Ahora bien, cuando una mujer queda embarazada, por regla general, todos los que la rodean suelen opinar sobre los posibles nombres, incluso antes de saber si se le asignará un nombre masculino o femenino, los abuelos, los tíos, los padres, los hermanos, los vecinos, todos opinan sobre que nombre debería tener y cual no la creatura que aún está en formación.
Algunos padres sostienen una especie de idea mística frente al nombre que deben asignarle al bebé, suelen creer que el nombre definirá completamente la personalidad del niño, que ponerle x o y nombre lo hará más propenso al arte o a la ciencia, como si nombrarlo fuera una fórmula mágica, por eso en la historia se han hecho grandes listados casi cabalísticos de nombres, desde buscar el nombre del santo del día de nacimiento en el almanaque de Bristol, hasta combinar los nombres de los padres.
En este punto quiero aclarar que no desprecio todas estas ideas de la importancia de la asignación de los nombres de los niños, solo que creo que el asunto es más explicable de lo que parece. Nuestro nombre es la forma inicial con la que nos presentan en sociedad, es parte de la mediación social misma, nos tratarán de una forma u otra dependiendo de cómo nos llamemos —incluyendo el apellido—.
Un ejemplo claro se presenta de la siguiente manera: no es lo mismo llamarse Camila o María, que llamarse Agapita o Helga. No quiero que se me tome por clasista, o que alguna Agapita se ofenda, solo estoy describiendo una realidad, una situación que en mi opinión debería cambiar, pero que no cambiara solo porque yo no esté de acuerdo con ella.
El Instituto Colombiano de Bienestar Familiar (ICBF) a veces recibe a niños que por diferentes circunstancias no tienen nombre asignado por sus padres, o, al menos, no encuentran un registro. Cuando eso sucede, es el defensor de familia el encargado de asignar el nombre, para ello revisa los nombres y apellidos más comunes de la región de procedencia y, entre algunas opciones, escoge un nombre para realizar los registros correspondientes.

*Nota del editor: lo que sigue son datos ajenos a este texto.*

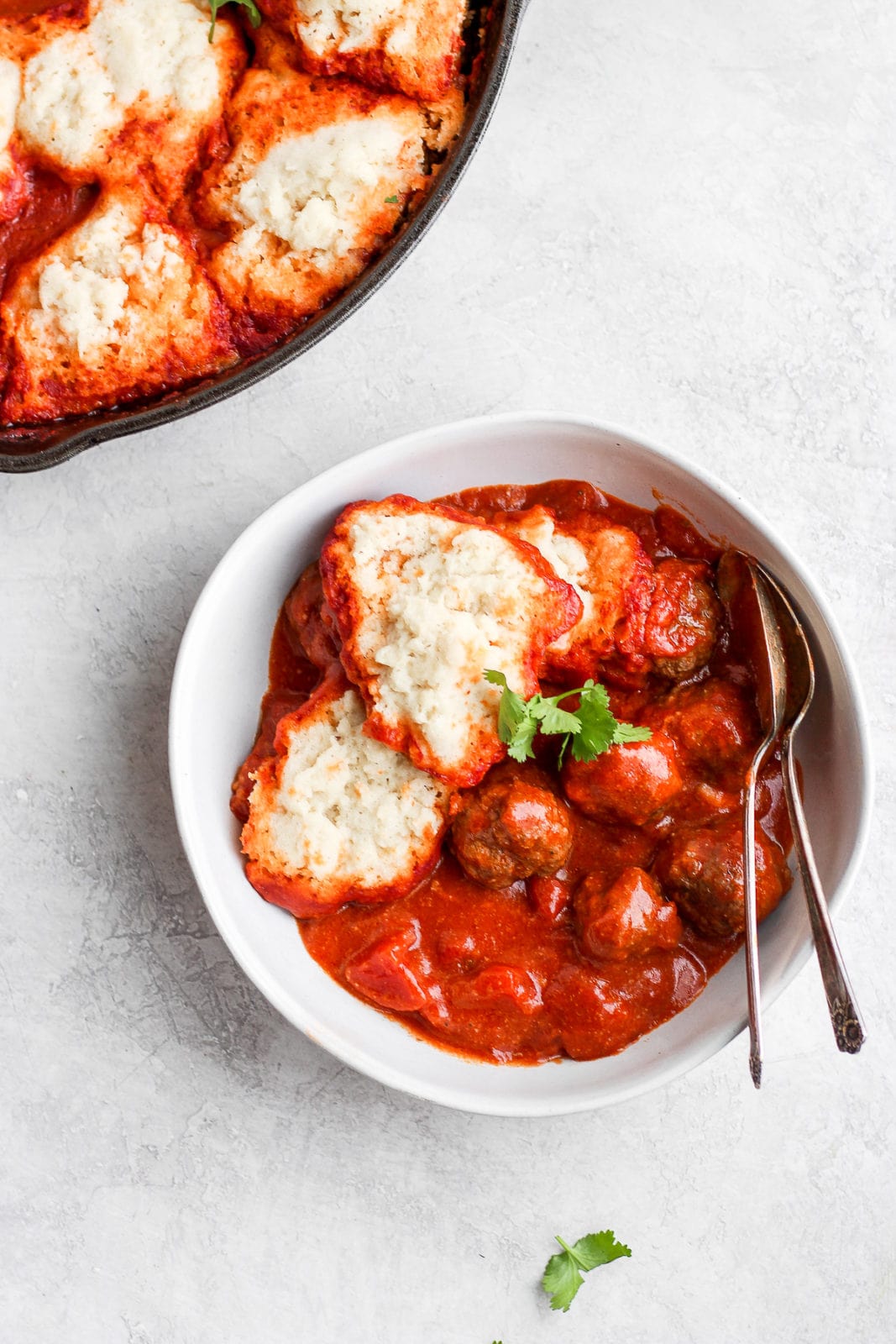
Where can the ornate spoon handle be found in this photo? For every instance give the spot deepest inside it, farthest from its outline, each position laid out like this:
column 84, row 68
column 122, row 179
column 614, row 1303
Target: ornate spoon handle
column 846, row 1018
column 752, row 949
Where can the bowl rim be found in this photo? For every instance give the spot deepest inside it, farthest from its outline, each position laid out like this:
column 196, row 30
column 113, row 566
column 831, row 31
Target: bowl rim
column 679, row 1063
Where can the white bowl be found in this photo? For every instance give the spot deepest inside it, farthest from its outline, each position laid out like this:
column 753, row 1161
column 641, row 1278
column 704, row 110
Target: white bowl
column 222, row 674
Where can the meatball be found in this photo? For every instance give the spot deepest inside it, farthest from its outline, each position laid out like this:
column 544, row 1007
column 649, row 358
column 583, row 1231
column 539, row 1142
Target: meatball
column 714, row 725
column 626, row 918
column 511, row 827
column 627, row 783
column 311, row 618
column 703, row 871
column 681, row 624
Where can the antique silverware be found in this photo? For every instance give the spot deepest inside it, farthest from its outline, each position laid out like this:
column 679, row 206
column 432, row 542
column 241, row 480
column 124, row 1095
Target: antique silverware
column 772, row 694
column 793, row 667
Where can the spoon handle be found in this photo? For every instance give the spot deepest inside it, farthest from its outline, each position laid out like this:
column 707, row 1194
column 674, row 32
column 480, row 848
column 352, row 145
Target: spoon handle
column 752, row 927
column 846, row 1018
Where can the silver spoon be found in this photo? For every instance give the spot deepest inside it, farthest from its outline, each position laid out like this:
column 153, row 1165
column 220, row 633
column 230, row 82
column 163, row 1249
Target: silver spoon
column 792, row 665
column 772, row 694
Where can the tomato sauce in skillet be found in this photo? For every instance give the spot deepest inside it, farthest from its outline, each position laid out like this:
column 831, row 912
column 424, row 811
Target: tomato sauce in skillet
column 511, row 974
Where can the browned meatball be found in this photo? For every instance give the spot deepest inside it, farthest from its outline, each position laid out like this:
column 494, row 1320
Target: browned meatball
column 626, row 918
column 714, row 723
column 703, row 871
column 511, row 827
column 627, row 783
column 311, row 618
column 681, row 625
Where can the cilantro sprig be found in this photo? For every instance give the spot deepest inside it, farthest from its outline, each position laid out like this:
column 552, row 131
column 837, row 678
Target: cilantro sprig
column 562, row 1277
column 590, row 730
column 251, row 8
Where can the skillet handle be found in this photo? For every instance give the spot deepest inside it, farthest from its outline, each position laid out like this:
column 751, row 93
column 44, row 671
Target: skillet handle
column 846, row 1018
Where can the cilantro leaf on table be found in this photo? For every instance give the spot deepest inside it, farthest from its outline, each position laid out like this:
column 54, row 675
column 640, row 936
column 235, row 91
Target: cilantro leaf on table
column 590, row 730
column 562, row 1277
column 254, row 13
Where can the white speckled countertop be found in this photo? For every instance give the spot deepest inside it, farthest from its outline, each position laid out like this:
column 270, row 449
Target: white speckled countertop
column 683, row 219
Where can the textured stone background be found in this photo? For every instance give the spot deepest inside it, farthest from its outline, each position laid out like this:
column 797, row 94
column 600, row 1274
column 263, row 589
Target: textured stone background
column 683, row 221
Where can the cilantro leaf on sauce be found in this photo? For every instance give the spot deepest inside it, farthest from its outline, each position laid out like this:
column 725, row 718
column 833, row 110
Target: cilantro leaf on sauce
column 251, row 8
column 562, row 1277
column 590, row 730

No solo la parte del nombre puesto por nuestros padres a voluntad nos identifica, también lo hace la parte puesta fuera de su voluntad, el apellido; volviendo a los ejemplos, no es lo mismo, en Colombia, tener el apellido “Pérez” que el apellido “Santodomingo”. El apellido nos hace “parte de”, demuestra la pertenencia a una familia, incluso a alguien en particular, muestra de ello la partícula “de” que —gracias a las luchas de las mujeres— entró en desuso de algunas mujeres, Pepita “de” Pérez.
Hablando de nombres y nombrar, también es interesante ver cómo nos cambiamos el nombre, no solo a través del proceso legal que hay para hacerlo, sino simplemente con los sobrenombres que nos ponemos o permitimos que nos pongan, algunas personas no tienen idea que mi primer nombre es Andrés, pero tienen clarísimo que me gusta que me digan “gato”.

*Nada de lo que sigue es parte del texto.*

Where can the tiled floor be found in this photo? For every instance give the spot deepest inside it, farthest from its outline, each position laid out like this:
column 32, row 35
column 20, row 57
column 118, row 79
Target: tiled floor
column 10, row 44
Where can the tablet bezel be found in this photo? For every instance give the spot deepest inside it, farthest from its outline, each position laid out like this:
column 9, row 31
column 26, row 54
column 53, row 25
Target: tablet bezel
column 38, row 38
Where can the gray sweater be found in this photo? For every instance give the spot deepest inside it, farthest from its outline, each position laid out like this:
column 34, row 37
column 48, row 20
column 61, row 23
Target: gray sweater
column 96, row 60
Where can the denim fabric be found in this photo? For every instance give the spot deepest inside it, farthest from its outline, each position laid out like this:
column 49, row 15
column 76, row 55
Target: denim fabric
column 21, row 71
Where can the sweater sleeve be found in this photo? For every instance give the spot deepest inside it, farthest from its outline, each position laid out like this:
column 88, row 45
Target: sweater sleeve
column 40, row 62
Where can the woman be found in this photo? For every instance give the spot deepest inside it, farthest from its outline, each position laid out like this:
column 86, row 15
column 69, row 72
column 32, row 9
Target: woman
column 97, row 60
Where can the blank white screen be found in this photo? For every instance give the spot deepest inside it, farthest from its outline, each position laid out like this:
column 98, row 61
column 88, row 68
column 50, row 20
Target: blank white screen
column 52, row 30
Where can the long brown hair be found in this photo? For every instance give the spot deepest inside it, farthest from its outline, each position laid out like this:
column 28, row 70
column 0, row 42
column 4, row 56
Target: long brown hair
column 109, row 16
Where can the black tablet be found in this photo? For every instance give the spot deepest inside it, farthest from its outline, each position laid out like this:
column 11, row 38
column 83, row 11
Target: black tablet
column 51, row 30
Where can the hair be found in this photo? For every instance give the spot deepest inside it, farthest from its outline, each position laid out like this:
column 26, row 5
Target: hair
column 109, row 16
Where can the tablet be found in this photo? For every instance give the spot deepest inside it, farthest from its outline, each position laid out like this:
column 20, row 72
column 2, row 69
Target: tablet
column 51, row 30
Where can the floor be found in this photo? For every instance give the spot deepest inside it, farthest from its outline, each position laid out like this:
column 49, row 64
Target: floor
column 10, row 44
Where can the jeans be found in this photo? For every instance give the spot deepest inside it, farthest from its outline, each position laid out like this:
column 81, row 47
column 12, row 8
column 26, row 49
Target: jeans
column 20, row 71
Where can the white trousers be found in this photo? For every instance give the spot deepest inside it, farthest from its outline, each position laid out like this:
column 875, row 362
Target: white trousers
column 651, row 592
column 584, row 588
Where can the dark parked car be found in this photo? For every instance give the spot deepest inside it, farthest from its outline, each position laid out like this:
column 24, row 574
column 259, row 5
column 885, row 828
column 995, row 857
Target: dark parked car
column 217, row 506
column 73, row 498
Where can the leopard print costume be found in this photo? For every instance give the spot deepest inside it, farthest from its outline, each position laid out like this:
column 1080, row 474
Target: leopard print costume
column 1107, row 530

Quiero terminar por hacer una invitación a que se siga pensando antes de nombrar, en las consecuencias que puede traer poner un nombre, no de forma mágica sino real. También, aprovecho para dar un abrazo de solidaridad a aquellos inconformes con su asignación de nombre, siempre hay posibilidad de cambiarlo, o incluso de asumirlo y darle un cierto valor agregado.
Apuntaciones
- El gobierno del cambio no ha cambiado en nada su triste proceder de improvisación y falta de ejecución. Es una lástima, de seguir así a Petro le pasará lo de Duque, serán la mejor propaganda para el futuro candidato contrario a su posición política y seguiremos eligiendo en contra del fantasma saliente y no por la esperanza del porvenir.
- Seguimos con la Tertulia Popular, charlando de forma informal sobre actualidad política, por Cristovisión los domingos a las 6 de la tarde.
- El asunto de la rectoría de la Universidad Nacional solo demuestra lo folclórica que es la forma de gobernanza de la universidad pública.